The most striking change between these two versions of Happiness is heard in “You Make Me Wanto Wear Dresses”, which is now titled “The Dresses Song” and opens with an industrial noise like a giant vacuum sucking up the atmosphere. In place of the original’s organic instrumentation—fiddle, strummed guitar, and drums—a burbling electronic pattern and scattered ambient sounds disconcertingly undergird Germano’s vocal. She now sounds fragile, tranquilized, not the slightest bit exuberant, as though being forced to sing the song, which presumably she once liked.
We can only guess what would lead an artist to rework a song so radically.
In place of the original’s Americana, “The Dresses Song” provides a glimpse into a machine somewhere in industrial Europe, where an evocation of “wide, wide open spaces” seems ironic at best. Just as Germano doesn’t seem to be addressing any particular person or “man” in “These Boots Were Made for Walkin'”, here she sounds possibly afraid of the idea of wide open spaces. Wearing dresses seems as out of the question as getting out of this insular headspace. Coming next and last, “The Darkest Night of All” delivers even less hope in its small breakthrough with 4AD than in the Capitol incarnation of Happiness.
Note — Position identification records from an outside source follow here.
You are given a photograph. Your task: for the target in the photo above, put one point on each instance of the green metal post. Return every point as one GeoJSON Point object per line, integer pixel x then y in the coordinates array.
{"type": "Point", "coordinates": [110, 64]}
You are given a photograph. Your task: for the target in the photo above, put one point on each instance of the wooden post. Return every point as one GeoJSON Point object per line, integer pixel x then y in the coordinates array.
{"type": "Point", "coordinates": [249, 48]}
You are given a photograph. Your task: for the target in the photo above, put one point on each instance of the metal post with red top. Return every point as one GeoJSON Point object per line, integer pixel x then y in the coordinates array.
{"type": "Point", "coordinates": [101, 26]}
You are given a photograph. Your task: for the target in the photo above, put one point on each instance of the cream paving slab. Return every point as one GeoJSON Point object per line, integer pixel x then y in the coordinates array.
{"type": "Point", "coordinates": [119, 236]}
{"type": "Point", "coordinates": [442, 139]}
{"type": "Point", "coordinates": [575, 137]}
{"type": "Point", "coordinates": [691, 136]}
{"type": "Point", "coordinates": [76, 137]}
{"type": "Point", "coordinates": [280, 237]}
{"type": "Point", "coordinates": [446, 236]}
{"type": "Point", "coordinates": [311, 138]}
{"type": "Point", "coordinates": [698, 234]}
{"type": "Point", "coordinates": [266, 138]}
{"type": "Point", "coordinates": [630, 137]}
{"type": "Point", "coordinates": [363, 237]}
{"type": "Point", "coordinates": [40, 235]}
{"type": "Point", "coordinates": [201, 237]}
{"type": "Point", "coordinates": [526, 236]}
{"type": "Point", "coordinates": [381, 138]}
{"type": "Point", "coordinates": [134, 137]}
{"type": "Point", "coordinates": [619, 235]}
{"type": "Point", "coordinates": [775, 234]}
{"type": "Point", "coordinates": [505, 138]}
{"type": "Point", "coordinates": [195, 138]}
The record’s revision may be neither better nor worse, just different, a matter of taste. Do you like your Germano with a dash of commerciality or a dose of overt aesthetics bordering on gloomy pall? You can play one, then the other, and have separate experiences.
Germano remained with 4AD for four years and four recordings. Her album Geek the Girl, also released in 1994, doubled down on the qualities that differentiated the 1994 version of Happiness from the 1993 version. Textures flow through the songs, and the lyrics relentlessly explore trauma, including rape, and illness, including the song “Cancer of Everything”. By that point, Germano had built her brand.
After 4AD, she spent three years at an even more independent label, Young God. Its owner and operator, Michael Gira, is best known as the mastermind behind the erstwhile New York City noise-rock band Swans, whose work explored cultural fringes and physical, emotional, and psychological brutality. As a solo artist, Gira also recorded a kind of no-nonsense American gothic folk-country-rock album. Gira’s embrace of Germano’s music made perfect sense. Yet, it boggled the mind in light of her time with Mellencamp, appearances with mainstream figures such as the Indigo Girls and David Bowie, and her brief association with Capitol.
Spunlace Recycling Like so many of her contemporaries, Germano has come full circle. After passing through the self-release realm, traveling through the major-label inferno, then emerging through layers of independence, she has returned to the self-release realm. That realm represents a kind of limbo and an open plain of unfettered expression.